Okres przedświąteczny to zawsze duże wyzwanie dla firm kurierskich oraz ich pracowników. Nie inaczej jest w przypadku Poczty Polskiej, która świadczy szeroki zakres usług – niektórzy twierdzą, że zbyt szeroki…
Tak czy inaczej, kurierzy mają pełne ręce roboty. Samochody załadowane po sufit, ogromna liczba punktów dostarczania i goniący czas. Temu wszystkiemu towarzyszy duże zmęczenie i stres. W takich okolicznościach bardzo łatwo coś pominąć lub popełnić błąd. Pośpiech robi swoje…
Kradzież „paczkowozu” w Katowicach
Właśnie tak było tym razem. Jeden z pracowników wspomnianej już Poczty Polskiej podjechał do kolejnego miejsca, by przekazać przesyłki. Aby nie tracić cennych minut, zostawił otwarte drzwi. Być może nie zabrał nawet kluczyków ze stacyjki, nie spodziewając się zagrożenia.
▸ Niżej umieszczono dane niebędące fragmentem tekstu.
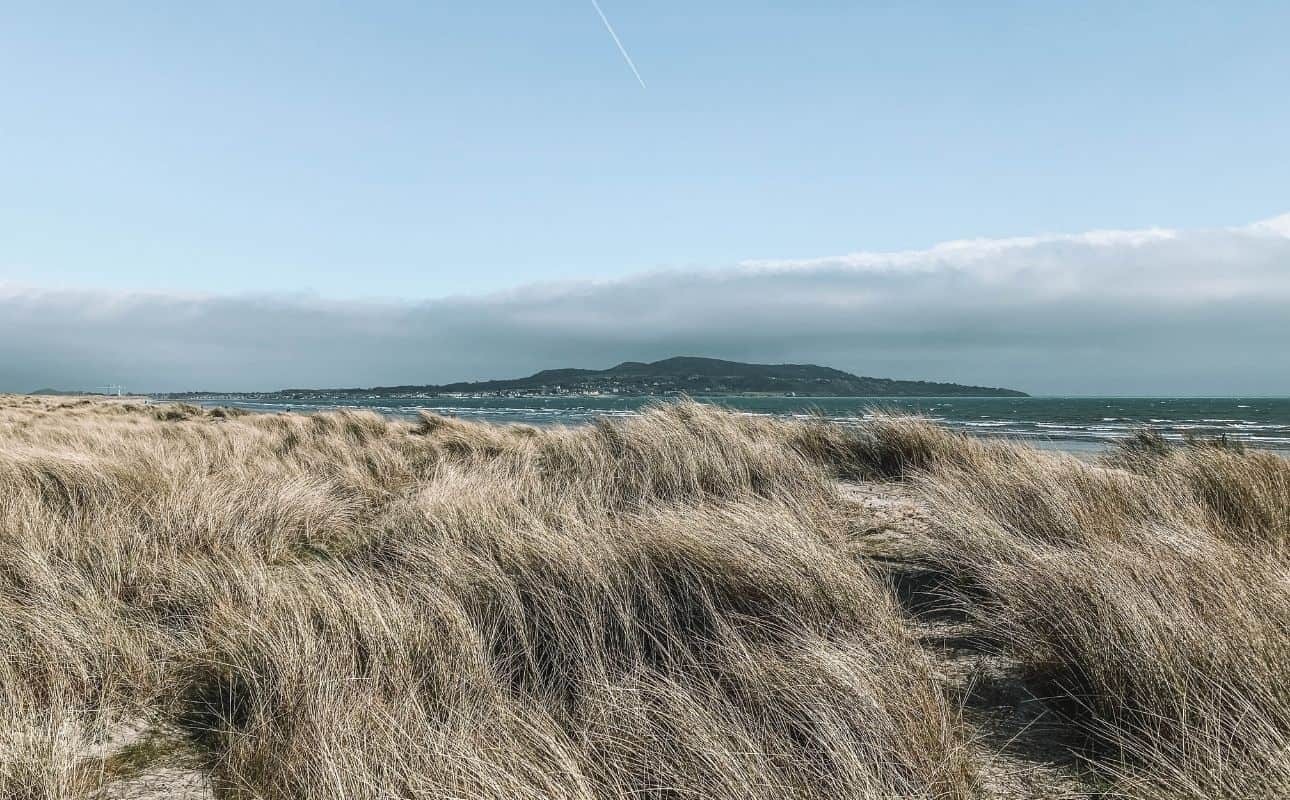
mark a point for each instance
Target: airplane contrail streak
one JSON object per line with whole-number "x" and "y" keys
{"x": 618, "y": 41}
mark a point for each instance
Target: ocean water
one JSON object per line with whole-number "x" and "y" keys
{"x": 1068, "y": 423}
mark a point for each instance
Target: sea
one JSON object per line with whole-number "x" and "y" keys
{"x": 1079, "y": 425}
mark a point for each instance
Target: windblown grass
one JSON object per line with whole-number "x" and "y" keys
{"x": 671, "y": 605}
{"x": 346, "y": 607}
{"x": 1150, "y": 594}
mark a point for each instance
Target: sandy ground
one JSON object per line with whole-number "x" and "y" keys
{"x": 1027, "y": 750}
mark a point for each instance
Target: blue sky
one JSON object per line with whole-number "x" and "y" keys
{"x": 418, "y": 150}
{"x": 1061, "y": 198}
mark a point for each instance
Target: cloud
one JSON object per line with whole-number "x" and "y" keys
{"x": 1151, "y": 311}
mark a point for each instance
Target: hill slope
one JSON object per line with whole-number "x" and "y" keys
{"x": 697, "y": 376}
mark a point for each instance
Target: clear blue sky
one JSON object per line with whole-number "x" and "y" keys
{"x": 431, "y": 149}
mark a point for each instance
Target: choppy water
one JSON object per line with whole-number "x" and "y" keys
{"x": 1072, "y": 423}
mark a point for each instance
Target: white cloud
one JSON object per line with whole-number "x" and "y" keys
{"x": 1106, "y": 311}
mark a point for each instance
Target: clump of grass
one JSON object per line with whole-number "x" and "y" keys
{"x": 1151, "y": 594}
{"x": 345, "y": 604}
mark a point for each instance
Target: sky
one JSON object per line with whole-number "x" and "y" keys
{"x": 254, "y": 195}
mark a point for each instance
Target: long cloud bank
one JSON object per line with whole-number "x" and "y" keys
{"x": 1153, "y": 311}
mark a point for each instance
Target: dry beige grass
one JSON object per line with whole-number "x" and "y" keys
{"x": 347, "y": 607}
{"x": 680, "y": 604}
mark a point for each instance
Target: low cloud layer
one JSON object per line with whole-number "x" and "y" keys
{"x": 1152, "y": 311}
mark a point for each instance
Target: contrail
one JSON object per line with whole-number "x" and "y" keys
{"x": 618, "y": 41}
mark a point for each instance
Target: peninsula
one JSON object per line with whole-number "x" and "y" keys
{"x": 675, "y": 376}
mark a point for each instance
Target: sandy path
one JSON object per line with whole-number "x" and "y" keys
{"x": 1027, "y": 750}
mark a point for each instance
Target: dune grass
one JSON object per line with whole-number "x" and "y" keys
{"x": 668, "y": 605}
{"x": 346, "y": 607}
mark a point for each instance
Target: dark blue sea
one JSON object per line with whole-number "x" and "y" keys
{"x": 1068, "y": 423}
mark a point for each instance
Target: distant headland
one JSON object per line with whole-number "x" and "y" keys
{"x": 676, "y": 376}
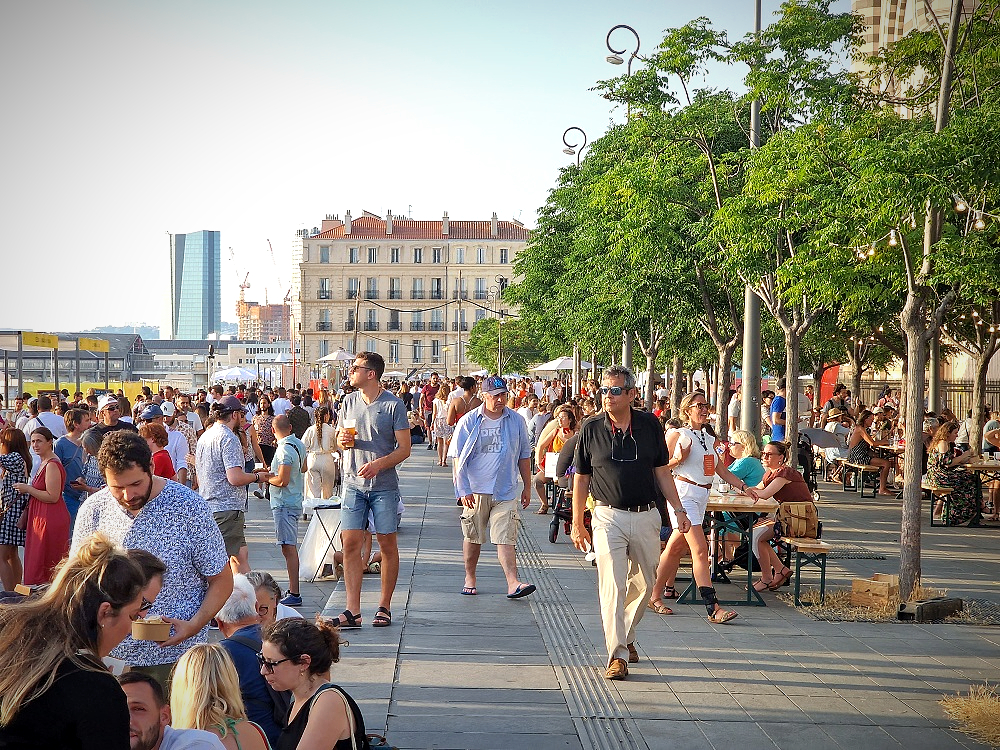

Jeden z przypadkowych świadków wypatrzył w tym okazję. Trącił łokciem drzwi od strony pasażera, obszedł auto i usiadł za kierownicą. Nie minęła nawet minuta, gdy oddalił się wraz z paczkami w bliżej nieznanym kierunku. Do sieci trafiło nagranie, które ujawnia zuchwałą postawę przestępcy.
Z pewnością nie była to planowana akcja – o wszystkim zadecydował przypadek. Złodziej pewnie skupił się na łatwym łupie znajdującym się w przestrzeni załadunkowej, a nie samym aucie, które mogło mieć zamontowany lokalizator i raczej nie byłoby łatwe do ukrycia. Miejmy jednak nadzieję, że sprawca poniesie odpowiedzialność, a kurierzy zachowają większą ostrożność – nie tylko na drodze, ale także poza nią.